Kia ora lovely humans!
This past week has been a biggie for me personally, and it has felt overwhelming to try and navigate it alone. And here’s the thing… we are not supposed to. And I didn’t. I’ve been lucky enough to have the support of many this week and because of that, my mental health is still in tact despite what I’ve been navigating.
Self-care is this concept that’s thrown around like it’s another thing to add to our already overwhelmingly large to-do list, but what I’ve realised is that I need to automate mine (I’m talking recurring appointments set up well in advance) to make it happen for myself. And this, along with calling on multiple modes of support for myself when I need a little extra care, is what gets me through.
The world we’re navigating isn't always the most parent-friendly place, is it? We have been conditioned to think that we’re meant to have everything totally worked out, juggle all the things and be happy about it. But here's the thing - parenting is ALL the things - amazing, beautiful, challenging, overwhelming, overstimulating and hard!
And sometimes what we end up navigating as parents comes completely out of left field - like a birth that didn’t go to plan, or something that shows up for our children that touches on a tender part from our past, or things totally unrelated to parenting that consume us and impact how we can be with our kids.
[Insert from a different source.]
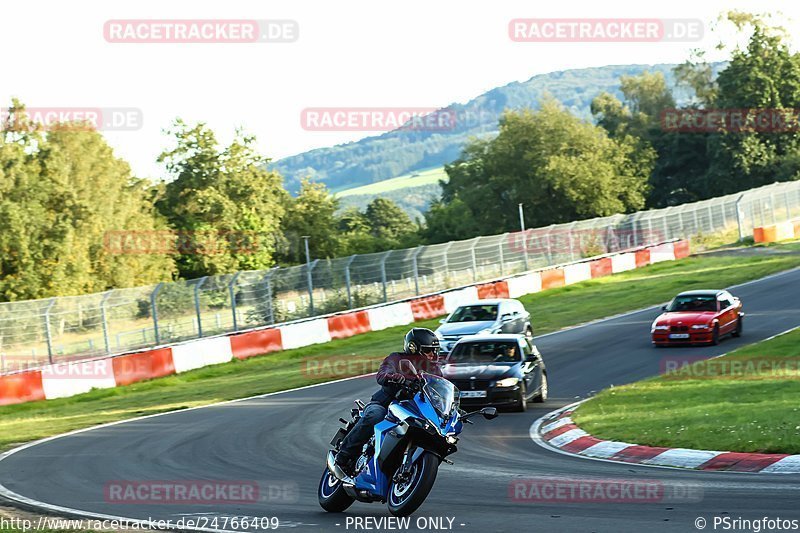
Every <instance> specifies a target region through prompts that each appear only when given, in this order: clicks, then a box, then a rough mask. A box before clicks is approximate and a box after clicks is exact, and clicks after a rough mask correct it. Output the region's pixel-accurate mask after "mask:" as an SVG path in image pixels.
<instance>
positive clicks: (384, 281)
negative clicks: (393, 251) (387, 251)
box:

We are always doing the best that we can with the resources we have - and so, when we start seeing that things are too much, or we start parenting in ways we don’t enjoy, we can, and deserve to, increase our resources. (or even better if we can use support as an ongoing essential, rather than an “in case of emergency” kinda thing, because it is just that - essential). It doesn’t matter if you’re a first-time parent or you've got a whole rugby team of kids. It doesn't matter if you're struggling or if things seem mostly fine. You are worthy of support, full stop.
Before families were nuclear and isolated, parents had collective support from their village to raise their children. For most of us now, we have to actively go out and seek that village and that support. And sometimes, we have to pay for it to get it. The need is the same though. This support always has been, always will be needed.
Getting tailored support on your parenting journey reminds you that you’re not alone and that if we’re going through it, others have too. It gives us new tools and ways of thinking about things to navigate the tricky bits. And it’s the kind of support we need to take a breather, vent, express ourselves authentically, be held and heard and tend to our inner needs. It’s a way to return to ourselves.
For me, most of my journey has been about reparenting myself, so that I can make conscious decisions about how I show up for my kids. It’s tough and it’s needed to parent differently. And it’s ongoing. (Like seriously, can I just be healed already?!)
I want to take a moment to acknowledge just how blimmin amazing you are. Parenting is big, and yet here you are, showing up every day, doing your best, and loving your little ones fiercely. You're navigating all the things, often while juggling work and life's other demands. It's not easy, but you're doing it, and that's worth a shout out! I see you! You’re awesome!
If you're feeling like you could use some extra support, remember that I'm here. Whether it's birth debriefing, postpartum support, or just a listening ear, don't hesitate to reach out. You are worthy of all the support in the world. Raising the next generation is the most important thing we will ever do. And we can’t do it alone.
Feel free to book in a free, no obligation 15 minute chat to explore this further:
Or you can book a session straight away, with discounts for booking a series of sessions of ongoing support.
As always, I like to leave you with a tune that captures the spirit of what we've talked about. This month, I've been vibing to Holding Hands with You by Bojet coz sometimes that’s what we need to do - have someone hold our hands through it. Give it a listen when you need a reminder that you're not alone on this wild parenting journey.
Thank you for being part of this community. I appreciate you!